With cancellation shields, this wording may be slightly confusing. It is true that cancellation is terminal and cannot be "undone", however this proposal does allow an `isCancelled` on a task that previously returned `true` to return `false`, if and only if, that task has now entered a task cancellation shield scope:

```swift
Task.isCancelled // true
withTaskCancellationShield { 
    Task.isCancelled // false
}
Task.isCancelled // true
```

Therefore the API documentation will be changed to reflect this change:

```swift
/// ... 
/// A task's cancellation is final and cannot be undone.
/// However, it is possible to cause the `isCancelled` property to return `false` even 
/// if the task was previously cancelled by entering a ``withTaskCancellationShield(_:)`` scope.
/// ...
public var isCancelled: Bool {

```

The instance method `task.isCancelled` retains its existing behavior.

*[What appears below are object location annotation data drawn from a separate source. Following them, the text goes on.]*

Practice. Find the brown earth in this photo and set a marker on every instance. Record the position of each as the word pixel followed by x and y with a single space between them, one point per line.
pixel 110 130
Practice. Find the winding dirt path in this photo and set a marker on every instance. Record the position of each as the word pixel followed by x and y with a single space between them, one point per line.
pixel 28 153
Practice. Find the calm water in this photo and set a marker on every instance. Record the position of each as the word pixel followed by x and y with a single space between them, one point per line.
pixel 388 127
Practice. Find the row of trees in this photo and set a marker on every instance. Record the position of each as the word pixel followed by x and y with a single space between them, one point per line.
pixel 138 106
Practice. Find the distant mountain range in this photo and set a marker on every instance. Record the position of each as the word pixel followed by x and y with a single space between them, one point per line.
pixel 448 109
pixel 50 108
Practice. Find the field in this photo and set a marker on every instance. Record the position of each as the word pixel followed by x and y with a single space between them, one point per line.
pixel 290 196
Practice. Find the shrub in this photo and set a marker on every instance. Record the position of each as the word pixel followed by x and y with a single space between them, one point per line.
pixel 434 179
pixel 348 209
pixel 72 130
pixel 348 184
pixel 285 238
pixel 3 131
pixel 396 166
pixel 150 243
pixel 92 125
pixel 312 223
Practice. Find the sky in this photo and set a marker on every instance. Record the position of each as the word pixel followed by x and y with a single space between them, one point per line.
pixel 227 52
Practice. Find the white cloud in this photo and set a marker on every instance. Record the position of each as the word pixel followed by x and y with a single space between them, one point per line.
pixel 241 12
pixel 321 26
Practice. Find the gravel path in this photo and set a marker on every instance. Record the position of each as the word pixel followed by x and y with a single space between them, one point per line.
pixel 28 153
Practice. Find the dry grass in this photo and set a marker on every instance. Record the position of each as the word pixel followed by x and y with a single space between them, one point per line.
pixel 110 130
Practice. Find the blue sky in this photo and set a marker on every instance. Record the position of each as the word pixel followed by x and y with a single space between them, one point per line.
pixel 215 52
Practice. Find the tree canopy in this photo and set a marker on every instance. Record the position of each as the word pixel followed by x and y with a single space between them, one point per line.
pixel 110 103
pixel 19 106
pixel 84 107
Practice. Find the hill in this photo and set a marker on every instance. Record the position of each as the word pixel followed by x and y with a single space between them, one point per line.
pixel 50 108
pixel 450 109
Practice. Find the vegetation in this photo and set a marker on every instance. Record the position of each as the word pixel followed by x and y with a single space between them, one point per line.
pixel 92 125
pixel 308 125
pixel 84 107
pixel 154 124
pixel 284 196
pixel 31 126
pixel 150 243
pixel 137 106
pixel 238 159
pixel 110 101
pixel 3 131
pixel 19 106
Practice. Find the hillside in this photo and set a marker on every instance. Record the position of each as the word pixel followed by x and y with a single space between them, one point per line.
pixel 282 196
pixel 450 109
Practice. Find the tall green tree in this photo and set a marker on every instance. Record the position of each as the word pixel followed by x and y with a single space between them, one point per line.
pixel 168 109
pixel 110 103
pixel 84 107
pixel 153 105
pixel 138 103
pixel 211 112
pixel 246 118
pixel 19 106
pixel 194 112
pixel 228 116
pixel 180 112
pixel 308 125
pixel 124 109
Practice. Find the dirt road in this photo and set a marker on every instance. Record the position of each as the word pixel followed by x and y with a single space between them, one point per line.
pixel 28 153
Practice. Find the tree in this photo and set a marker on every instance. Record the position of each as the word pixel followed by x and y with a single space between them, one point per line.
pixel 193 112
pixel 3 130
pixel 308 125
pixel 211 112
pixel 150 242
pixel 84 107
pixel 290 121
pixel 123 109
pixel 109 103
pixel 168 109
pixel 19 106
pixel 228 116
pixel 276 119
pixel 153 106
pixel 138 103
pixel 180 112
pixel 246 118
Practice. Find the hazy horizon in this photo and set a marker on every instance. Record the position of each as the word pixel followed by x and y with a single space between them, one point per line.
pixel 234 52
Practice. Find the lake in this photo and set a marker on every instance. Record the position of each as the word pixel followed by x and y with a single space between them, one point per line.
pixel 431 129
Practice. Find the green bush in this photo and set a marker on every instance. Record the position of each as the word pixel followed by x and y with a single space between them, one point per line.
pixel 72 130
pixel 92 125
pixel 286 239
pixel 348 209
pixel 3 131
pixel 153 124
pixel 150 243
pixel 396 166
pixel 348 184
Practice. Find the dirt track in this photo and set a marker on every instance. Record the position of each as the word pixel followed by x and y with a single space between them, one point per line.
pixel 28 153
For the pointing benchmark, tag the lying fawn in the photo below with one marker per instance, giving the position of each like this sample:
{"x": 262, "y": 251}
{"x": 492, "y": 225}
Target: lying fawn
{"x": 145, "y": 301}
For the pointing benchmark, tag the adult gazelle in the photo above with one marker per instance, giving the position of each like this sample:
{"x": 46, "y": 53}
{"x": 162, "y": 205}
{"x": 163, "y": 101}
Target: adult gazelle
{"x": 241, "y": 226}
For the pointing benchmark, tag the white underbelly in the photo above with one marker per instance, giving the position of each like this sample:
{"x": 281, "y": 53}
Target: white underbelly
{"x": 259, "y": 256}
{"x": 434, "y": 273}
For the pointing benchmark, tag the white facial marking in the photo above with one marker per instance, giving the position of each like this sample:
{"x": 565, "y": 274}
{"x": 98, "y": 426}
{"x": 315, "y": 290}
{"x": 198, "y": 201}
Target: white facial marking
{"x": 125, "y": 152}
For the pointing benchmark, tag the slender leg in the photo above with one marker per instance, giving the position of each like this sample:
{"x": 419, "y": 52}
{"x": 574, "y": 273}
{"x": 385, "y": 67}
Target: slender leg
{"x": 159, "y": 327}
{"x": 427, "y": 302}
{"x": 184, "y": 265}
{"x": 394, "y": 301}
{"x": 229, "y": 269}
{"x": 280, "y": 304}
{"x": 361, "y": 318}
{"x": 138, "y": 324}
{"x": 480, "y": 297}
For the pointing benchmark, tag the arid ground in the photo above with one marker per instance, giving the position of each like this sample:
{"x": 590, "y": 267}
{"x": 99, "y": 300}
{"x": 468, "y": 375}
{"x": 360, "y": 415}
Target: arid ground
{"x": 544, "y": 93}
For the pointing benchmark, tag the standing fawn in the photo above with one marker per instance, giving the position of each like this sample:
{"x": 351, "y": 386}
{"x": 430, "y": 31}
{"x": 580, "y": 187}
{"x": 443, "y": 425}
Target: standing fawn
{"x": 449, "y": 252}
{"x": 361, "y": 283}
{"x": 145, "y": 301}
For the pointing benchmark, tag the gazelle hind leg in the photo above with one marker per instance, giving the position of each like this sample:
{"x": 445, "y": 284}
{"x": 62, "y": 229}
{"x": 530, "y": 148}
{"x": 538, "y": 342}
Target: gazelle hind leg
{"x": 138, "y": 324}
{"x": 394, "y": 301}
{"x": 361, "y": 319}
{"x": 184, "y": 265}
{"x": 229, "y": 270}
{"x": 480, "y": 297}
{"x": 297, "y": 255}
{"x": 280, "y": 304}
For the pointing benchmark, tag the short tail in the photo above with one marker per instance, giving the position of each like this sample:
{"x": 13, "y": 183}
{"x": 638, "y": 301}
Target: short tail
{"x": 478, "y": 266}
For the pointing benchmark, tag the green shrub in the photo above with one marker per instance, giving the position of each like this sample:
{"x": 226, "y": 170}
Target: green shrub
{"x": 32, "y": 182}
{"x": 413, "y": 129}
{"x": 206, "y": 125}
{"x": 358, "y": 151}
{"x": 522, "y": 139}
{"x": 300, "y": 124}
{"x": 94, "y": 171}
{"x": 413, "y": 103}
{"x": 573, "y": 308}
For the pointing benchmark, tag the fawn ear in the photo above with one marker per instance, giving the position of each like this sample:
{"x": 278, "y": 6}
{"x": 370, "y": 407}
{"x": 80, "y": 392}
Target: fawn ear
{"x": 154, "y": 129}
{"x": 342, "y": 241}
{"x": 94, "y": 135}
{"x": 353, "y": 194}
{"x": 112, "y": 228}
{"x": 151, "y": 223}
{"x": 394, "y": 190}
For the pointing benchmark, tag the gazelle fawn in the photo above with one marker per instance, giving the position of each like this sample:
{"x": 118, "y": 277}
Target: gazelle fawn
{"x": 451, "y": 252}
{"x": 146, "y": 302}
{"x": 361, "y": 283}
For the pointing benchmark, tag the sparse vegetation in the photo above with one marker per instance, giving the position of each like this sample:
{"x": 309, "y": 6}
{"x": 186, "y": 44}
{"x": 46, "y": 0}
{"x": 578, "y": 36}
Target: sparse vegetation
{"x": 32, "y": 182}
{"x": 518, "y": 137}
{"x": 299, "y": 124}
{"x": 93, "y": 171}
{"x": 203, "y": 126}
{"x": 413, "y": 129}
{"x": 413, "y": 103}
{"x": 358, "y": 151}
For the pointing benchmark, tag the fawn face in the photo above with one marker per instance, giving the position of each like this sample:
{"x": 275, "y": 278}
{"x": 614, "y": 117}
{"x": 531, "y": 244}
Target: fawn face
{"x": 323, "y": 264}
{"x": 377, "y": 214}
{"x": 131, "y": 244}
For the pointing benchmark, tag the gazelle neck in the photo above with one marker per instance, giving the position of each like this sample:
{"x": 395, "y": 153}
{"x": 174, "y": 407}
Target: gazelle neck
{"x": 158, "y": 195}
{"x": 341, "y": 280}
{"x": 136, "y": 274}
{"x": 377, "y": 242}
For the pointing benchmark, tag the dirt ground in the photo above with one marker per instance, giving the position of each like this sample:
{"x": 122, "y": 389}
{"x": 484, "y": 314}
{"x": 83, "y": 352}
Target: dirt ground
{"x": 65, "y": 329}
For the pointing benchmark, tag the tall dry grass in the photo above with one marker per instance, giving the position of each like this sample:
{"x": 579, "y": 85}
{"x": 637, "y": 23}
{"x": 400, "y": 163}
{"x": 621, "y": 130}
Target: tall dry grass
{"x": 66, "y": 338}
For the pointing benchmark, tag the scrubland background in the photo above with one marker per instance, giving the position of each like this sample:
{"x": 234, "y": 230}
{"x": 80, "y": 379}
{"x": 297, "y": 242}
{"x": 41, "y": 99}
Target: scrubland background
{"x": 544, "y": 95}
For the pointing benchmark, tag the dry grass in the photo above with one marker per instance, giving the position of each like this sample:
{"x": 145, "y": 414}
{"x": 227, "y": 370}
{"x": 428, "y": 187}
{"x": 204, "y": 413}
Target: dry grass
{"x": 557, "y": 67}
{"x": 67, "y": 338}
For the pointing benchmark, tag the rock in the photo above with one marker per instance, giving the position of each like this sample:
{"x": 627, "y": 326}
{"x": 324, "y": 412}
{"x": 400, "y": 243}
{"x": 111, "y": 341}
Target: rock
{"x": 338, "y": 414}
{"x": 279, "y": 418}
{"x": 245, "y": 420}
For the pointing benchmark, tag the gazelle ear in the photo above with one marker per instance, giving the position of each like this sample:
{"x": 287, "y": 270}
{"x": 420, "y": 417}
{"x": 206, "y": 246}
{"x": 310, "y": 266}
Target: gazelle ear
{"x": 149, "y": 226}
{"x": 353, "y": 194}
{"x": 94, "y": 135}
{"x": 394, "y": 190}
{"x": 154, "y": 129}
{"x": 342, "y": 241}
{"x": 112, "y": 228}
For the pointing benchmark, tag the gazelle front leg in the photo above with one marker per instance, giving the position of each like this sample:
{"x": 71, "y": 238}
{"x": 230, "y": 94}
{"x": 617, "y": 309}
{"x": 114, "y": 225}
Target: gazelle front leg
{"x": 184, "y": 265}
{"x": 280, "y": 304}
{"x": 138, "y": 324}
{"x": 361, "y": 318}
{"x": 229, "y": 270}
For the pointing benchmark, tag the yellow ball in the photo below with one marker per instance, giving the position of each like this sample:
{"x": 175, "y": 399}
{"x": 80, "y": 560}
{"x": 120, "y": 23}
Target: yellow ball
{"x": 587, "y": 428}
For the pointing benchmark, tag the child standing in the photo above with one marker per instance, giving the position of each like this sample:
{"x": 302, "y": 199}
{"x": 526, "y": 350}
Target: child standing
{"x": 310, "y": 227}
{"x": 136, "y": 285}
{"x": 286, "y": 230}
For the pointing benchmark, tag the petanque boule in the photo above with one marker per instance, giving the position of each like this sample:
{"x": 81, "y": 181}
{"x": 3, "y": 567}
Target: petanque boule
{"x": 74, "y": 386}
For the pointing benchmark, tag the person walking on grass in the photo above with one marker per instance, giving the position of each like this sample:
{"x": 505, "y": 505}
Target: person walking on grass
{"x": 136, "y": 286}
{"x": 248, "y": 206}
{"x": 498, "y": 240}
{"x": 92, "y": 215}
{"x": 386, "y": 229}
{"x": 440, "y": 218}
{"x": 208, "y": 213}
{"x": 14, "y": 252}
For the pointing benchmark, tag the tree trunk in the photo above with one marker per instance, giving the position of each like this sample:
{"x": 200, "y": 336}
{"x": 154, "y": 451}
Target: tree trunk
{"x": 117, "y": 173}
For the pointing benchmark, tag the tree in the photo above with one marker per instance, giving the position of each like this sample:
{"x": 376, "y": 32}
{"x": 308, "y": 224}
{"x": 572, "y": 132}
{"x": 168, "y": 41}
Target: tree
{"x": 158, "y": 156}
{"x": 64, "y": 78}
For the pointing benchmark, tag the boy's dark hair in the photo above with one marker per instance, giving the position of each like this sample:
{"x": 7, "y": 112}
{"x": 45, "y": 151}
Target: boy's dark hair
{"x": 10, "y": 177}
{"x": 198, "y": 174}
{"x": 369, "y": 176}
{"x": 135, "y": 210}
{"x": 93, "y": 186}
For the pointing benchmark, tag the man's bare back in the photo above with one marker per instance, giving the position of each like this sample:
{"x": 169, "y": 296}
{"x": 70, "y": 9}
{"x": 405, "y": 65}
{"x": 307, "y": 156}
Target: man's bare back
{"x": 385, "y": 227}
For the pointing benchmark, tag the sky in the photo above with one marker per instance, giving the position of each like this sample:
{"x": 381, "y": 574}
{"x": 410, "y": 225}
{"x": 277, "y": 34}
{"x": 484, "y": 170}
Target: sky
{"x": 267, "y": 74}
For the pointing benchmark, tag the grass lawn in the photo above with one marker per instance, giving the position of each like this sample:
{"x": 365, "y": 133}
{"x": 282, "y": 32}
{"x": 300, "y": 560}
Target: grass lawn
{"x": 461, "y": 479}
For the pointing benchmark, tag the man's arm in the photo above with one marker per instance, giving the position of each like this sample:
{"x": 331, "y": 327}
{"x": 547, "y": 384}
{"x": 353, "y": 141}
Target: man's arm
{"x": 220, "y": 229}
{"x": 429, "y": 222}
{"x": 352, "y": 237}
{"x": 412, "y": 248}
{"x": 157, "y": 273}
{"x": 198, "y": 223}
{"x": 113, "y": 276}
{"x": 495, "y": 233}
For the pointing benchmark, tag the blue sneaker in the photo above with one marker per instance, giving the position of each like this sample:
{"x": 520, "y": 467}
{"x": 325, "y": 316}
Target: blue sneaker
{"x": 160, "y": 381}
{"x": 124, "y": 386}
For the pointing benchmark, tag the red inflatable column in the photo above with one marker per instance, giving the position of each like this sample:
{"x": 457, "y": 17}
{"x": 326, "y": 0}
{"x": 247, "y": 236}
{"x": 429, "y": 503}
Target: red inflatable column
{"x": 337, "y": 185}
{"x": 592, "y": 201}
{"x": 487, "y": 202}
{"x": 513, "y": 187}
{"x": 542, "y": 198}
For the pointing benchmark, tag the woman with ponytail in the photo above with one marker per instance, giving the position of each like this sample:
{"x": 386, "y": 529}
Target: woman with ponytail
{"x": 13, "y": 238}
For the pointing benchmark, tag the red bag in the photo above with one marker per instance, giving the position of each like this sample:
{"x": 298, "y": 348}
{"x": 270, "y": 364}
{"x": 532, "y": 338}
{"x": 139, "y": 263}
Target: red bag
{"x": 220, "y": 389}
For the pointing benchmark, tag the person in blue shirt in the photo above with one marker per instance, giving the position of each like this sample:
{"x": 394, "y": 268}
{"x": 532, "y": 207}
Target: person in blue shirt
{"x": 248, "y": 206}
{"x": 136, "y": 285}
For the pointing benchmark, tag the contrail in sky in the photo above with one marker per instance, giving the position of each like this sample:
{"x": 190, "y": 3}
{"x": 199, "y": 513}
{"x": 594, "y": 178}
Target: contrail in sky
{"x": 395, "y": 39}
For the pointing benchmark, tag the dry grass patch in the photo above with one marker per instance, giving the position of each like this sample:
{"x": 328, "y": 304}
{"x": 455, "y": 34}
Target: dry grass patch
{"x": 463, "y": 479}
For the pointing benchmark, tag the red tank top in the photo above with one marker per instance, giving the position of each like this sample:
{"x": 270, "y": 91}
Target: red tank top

### Compatibility with defer

While there isn't anything special with regards to defer blocks and cancellation shields, it is worth calling out that they are intended to often be used in tandem. Since defer statements are often used to ensure some cleanup or shutdown logic gets executed when a function exits, cancellation shields inside the defer blocks are a natural fit:

```swift
let resource = makeResource()

defer { 
  await withTaskCancellationShield { // ensure that cleanup always runs, regardless of cancellation
    await resource.cleanup()
  }
}
```

Source compatibility

This proposal is purely additive.

ABI compatibility

This proposal is purely additive.

Implications on adoption

Since this feature requires a number of runtime changes, it will not be available in back-deployment.

Alternatives considered

Do nothing

Doing nothing is always an option, and we suggest developers have to keep using the unstructured task workaround.

This doesn't seem viable though as the problem indeed is real, and the workaround is problematic scheduling wise, and may not even be usable in certain situations.

Naming the feature "ignore cancellation" or similar

During the pitch a variety of name alternatives for this feature were proposed. Among them were "ignoringCancellation { ... }", or "suppressingCancellation{ ... }".

We discussed these and believe it is more confusing to introduce a descriptive name for this feature because the descriptions never quite capture the actual feature's behavior, and would give a false sense of understanding without looking up API docs and/or extended documentation explaining the behavior.

Specifically, this feature does not ignore cancellation, it only prevents observing it while within the scope of a shield within a task.

Acknowledgments

The term cancellation "shield" was originally coined in the Trio concurrency project, and we think the term is quite suitable and well-fitting to Swift as well.